Una narración que se disfruta porque apela a los sentidos, y aunque parece escamotear el acto reflexivo también otorga la posibilidad, pero no siempre te lo brinda en bandeja, porque estás apabullado con esos aromas y tonalidades, acaloramientos verbales, reacciones viscerales… es decir, un léxico que cae sobre el lector como los chaparrones tropicales, cuando el cielo caribeño literalmente se resquebraja sobre todo lo que hay debajo.

Después llega la calma aplatanada en la isla, que es como decir en el libro, y ese masticar lento de las palabras, ese acto rumiante que el lector hace con los conceptos, preludio de la reflexión en obras más… ¿abstractas? aquí también ha lugar.

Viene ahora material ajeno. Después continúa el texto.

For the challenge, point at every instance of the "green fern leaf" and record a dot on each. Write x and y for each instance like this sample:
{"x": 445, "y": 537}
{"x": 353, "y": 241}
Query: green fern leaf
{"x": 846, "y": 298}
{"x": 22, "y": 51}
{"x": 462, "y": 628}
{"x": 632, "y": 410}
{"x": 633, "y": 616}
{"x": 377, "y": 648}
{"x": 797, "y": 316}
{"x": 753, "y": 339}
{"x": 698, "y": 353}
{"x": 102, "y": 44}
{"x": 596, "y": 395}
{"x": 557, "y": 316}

Y te deleita con su exquisita escritura en otros aspectos, como la muerte:

“La muerte de mi padre me enseñó una lección terrible, don Hermenegildo: nuestro amor por los muertos, como los témpanos, solo puede medirse por el tamaño de nuestro resentimiento. En la superficie todo anda bien, navegamos la mar, la mar en calma, pero con el tiempo los recuerdos de las injurias que hemos sufrido a manos de nuestros muertos queridos se van depositando, adhiriéndose unos a otros al fondo insondable de nuestras conciencias, como un sedimento turbio y mortal. Comenzamos a pensar entonces en todo lo que, por pudor o respeto, nos callamos y no les dijimos en vida, y esas verdades comienzan entonces a enconarse al fondo de nuestros corazones, a formar lentas pústulas de odio, o, lo que es lo mismo, llagas que supuran un amor mortal. Los vivos tenemos entonces que comenzar a desembarazarnos de nuestro muertos, que comenzar a olvidarlos; tenemos que empujarlos tiernamente a un lado, o arrancarnos con violencia ese abrazo de hielo con el que intentan hundirnos, (…)”

Así escribe Rosario Ferré. Magistral.

El torrente te arrastra, la lectura se desarrolla con la furia de un aguacero caribeño (son impresionantes), y hay que dejarse empapar. Ahí nadie usa paraguas para las lluvias, solo para protegerse del sol mientras acuden a la iglesia.

Me gusta “algo” que entreveo en esto último que cuento, puede ser una bonita metáfora, como en el chaparrón, también con los libros hay que “dejarse empapar” , que las gotas (las palabras) penetren por los poros,  ser permeable a la lluvia y a las palabras que nos aguardan en los libros. A veces leer es como dejar que la lluvia empape todo tu cuerpo y sentir a las gotas surcando tu piel.

Volveré por aquí, no dejaré de visitaros, también sois como esa lluvia vivificante que, por escasa y preciada, nunca dejo de buscar.